Ottawa to Ban Social Media for Under-16s, Citing Need to Raise a Generation Capable of Reading This Sentence
Ottawa announced plans this week to ban social media for users under 16, a policy Sweden has already implemented for phones in schools and Australia tried last year with results that depend entirely on which study you scroll past.
The federal government insists the measure will protect young minds from algorithmic harm, doomscrolling, and the creeping suspicion that adults have no plan for anything. Officials declined to explain how the ban will be enforced, beyond a vague reference to "working with platforms," which is Ottawa-speak for sending a sternly worded letter and hoping Meta opens it.
Critics noted that the same government spent the morning quietly rolling back foreign streamer contributions to Canadian content, meaning a 15-year-old will soon be unable to post a TikTok but perfectly free to watch nothing Canadian on Netflix.
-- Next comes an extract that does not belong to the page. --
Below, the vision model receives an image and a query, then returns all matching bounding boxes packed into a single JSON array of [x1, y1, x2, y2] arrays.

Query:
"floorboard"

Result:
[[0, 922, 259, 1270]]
A spokesperson called this "a balanced approach to the digital environment," which is also how one might describe unplugging the router and blaming the children.
Parents surveyed expressed cautious support, provided the ban does not apply to the iPad currently functioning as a third parent. Teenagers, reached for comment on Snapchat, said they had already moved to a platform the government has not heard of, and would relocate again the moment a cabinet minister learned to pronounce it.
The legislation is expected to pass sometime before the affected children turn 16 on their own.